However, the model has some limitations, such as a limited number of predictions and
a limited ability to predict unusual situations. The potential applications of the
model are also mentioned in the text, including route screening and prioritization
at the path level.
Fig. 3 Machine learning models can predict the conditions of organic synthesis reactions
and quantify the similarity of solvents and reagents. (Reproduced with permission
from Gao et al.[76 ] This is an unofficial adaptation of an article that appeared in an ACS publication.
ACS has not endorsed the content of this adaptation or the context of its use.)
Amar et al developed a hybrid mechanical-machine learning method for solvent selection
in process development.[77 ] They used a library of 459 solvents and calculated 12 conventional molecular descriptors,
two reaction-specific descriptors, and additional descriptors based on the screening
charge density. The method combines physically meaningful solvent descriptors with
a Gauss process-based algorithm to find solvents that are more favorable for asymmetric
hydrogenation, and better than intuitively selected solvents in terms of conversion
and enantiomer. In addition, automated ML workflow is successful for solvent selection.

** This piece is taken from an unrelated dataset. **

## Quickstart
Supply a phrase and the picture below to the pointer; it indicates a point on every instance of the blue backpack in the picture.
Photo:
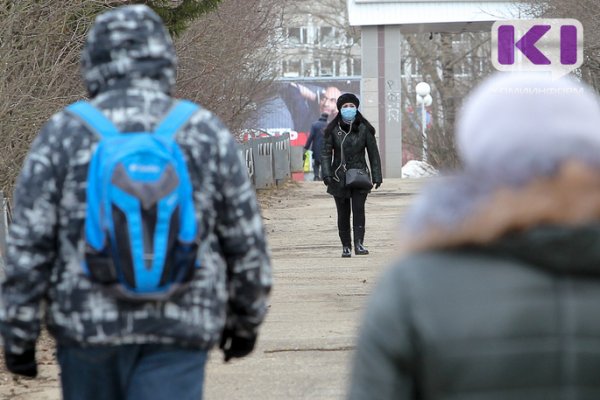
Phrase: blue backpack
(140, 226)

However, this approach requires a large amount of data support and needs to be complemented
by proxy models with statistical predictive capabilities. Continuing to develop bridges
between chemical information and data-intensive ML methods makes a lot of sense and
promises to save time and resources for process chemists.

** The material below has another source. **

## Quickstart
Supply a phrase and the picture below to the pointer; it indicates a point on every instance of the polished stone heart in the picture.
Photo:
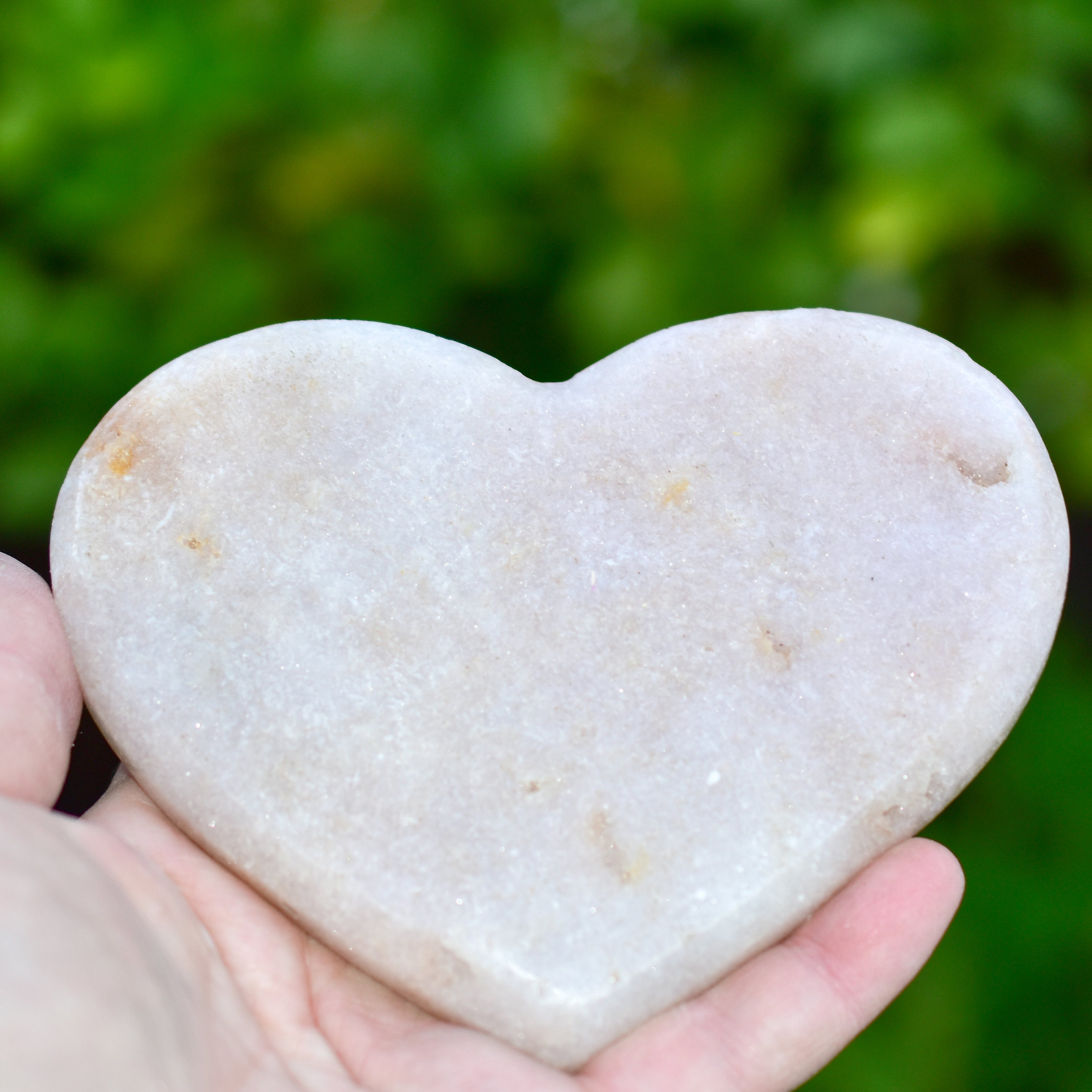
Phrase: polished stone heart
(550, 705)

Rinehart et al developed an ML tool to predict substrate-adaptative conditions for
palladium-catalyzed C–N coupling reactions.[78 ] The neural network model actively learns a wide range of C–N coupling reactions
by designing an experimental data set. A challenge model using a neural network model
was used in experimental validation and successfully isolated 10 products from a series
of samples in over 85% yields. In addition, the prediction ability of the model is
gradually improving with the continuous accumulation of data ([Fig. 4 ]).
Fig. 4 Representative scope of nitrogen nucleophiles for the B–H coupling reaction and comparison
to other validated ML studies on B-H couplings. Reproduced with permission from Rinehart
et al.[78 ]
Gong et al introduced DeepReac+, a computational framework designed for predicting
chemical reactions and determining optimal reaction conditions ([Fig. 5 ]).[79 ] DeepReac+ includes the DeepReac model and sampling strategy and offers a robust
solution. The DeepReac Model is a graph-neural network-based model that specializes
in chemical reaction representation learning. It takes 2D molecular structures as
inputs, adapting seamlessly to a variety of prediction tasks, including yield and
stereoselectivity. Graph Attention Network, serving as its core, facilitates modeling
interactions among reaction components. The sampling strategy is a key element of
the DeepReac+ framework, employing two strategies: diversity sampling and adversary
sampling. These strategies select informative experimental data during model training
to improve model performance and cost efficiency. DeepReac+ efficiently predicts chemical
reaction outcomes and identifies optimal reaction conditions by combining the DeepReac
model with an active learning strategy. This integration positions DeepReac+ as a
valuable AI tool in chemical synthesis.
Fig. 5 Schematic workflow of the DeepReac+ framework. Reproduced with permission from Gong
et al.[79 ]
Shields et al presented a Bayesian reaction optimization framework along with an open-source
software tool.[80 ] This tool empowers chemists to seamlessly incorporate state-of-the-art optimization
algorithms into their everyday experiments, facilitating an enhanced and user-friendly
approach to reaction optimization. A large baseline data set of palladium-catalyzed
direct arylation reactions is collected, and Bayes optimization and human decision-making
in reaction optimization are systematically investigated. Bayesian optimization is
applied to two real optimization works (Mitsunobu reaction and defluorination reaction).
Its main advantages are higher average optimization efficiency and better consistency,
highlighting the potential of Bayesian optimization and allowing us to make better-informed,
data-driven decisions about which experiments to run, ultimately leading to more efficient
synthesis of functional chemicals.
Burger et al reported a method for autonomous experimental search using mobile robots.[81 ] A mobile robot took center stage in the quest for enhanced photocatalysts for water-based
hydrogen production. Over 8 days, the mobile robot executed a remarkable 688 experiments,
using a batch Bayesian search theory algorithm within a 10-variable experimental space.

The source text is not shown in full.